Dans le domaine des jeux
Que ce soit dans la loterie formelle ou dans les jeux des enfants, les mots anglais sont également présents. Lorsque deux enfants parient entre eux, ils disent « miayi bêtine » qui veut dire qu’ils font du « bêtine » de l’anglais «betting » qui signifie « pari ». On espère qu’à la fin, il n’y aura pas de « katafiti ».
Le jeu principal de la Loterie Nationale Togolaise (LONATO) est communément appelé « London pool » car basé sur les résultats du championnat anglais. Nous disons, il y a eu 12 « drô » sans savoir qu’il s’agit du mot anglais « draw » signifiant match nul. Et quand un match est reporté, les joueurs disent il y a « pouspoune ». C’est quand j’ai commencé l’Anglais au collège que j’ai compris qu’il s’agissait du mot « postponed » qui veut dire reporté.
A la maison, à l’école, à l’église
Pour indiquer à un ami que je suis en location dans une maison sise sur l’autre rue non loin du cimetière, j’utiliserai au moins quatre termes empruntés à l’Anglais : « haya », « ahomé », « kon-na » et « bénigla ». Ces 4 termes viennent respectivement de « hire », « home », « corner » et « bury ground ». D’ailleurs, le quartier « Bèniglato » de Lomé désigne la zone aux alentours du célèbre cimetière de la plage.

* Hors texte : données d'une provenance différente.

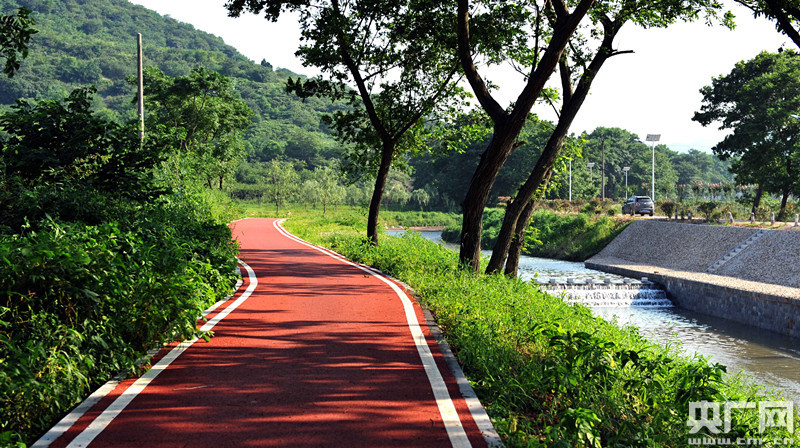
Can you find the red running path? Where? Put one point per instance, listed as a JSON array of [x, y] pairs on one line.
[[322, 353]]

Mon enseignant à l’école je vais l’appeler « tchitcha » et indiquer mes frais de scolarité par « soukoulou fin » et l’école même c’est « soukoulou ». Tout cela vous semble proche de « teacher », « school fees » et « school », n’est-ce pas ? Il s’agit exactement de ces 3 termes anglais.

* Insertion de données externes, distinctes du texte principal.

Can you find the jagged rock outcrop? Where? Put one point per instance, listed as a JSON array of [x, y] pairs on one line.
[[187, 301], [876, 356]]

Le dimanche à l’église, j’appellerai le prêtre « fada », la sœur religieuse « sista » et le pasteur « pastô ». La Reine Elisabeth me dira certainement que j’usurpe les mots « father », « sister » et « pastor ». Et je lui répondrai que j’avais même oublié de dire que l’église s’appelle « tchôtchi » venant du mot « church ».

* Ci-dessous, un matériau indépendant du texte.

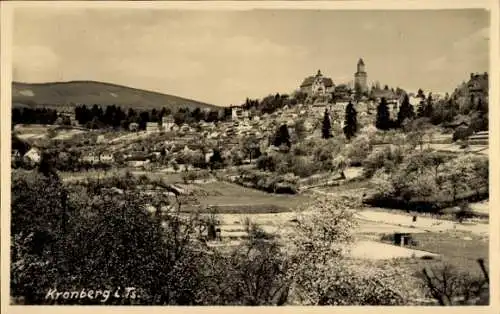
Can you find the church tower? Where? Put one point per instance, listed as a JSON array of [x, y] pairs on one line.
[[360, 77]]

Je vous assure que ce que je viens de vous décrire avec ces quelques mots est une infime partie de l’iceberg linguistique de Lomé. Quelques mots allemands même y sont aussi restés. Et le français même commence par s’y insérer avec des mots en verlan.
Au finish Lomé ne serait-elle pas une ville francophone très anglophone ? De toute façon, il n’y a aucune honte à avoir quand nous voyons la foison de mots anglais figurant dans le français. Nous ne sommes donc pas seuls. A chacun ses anglicismes.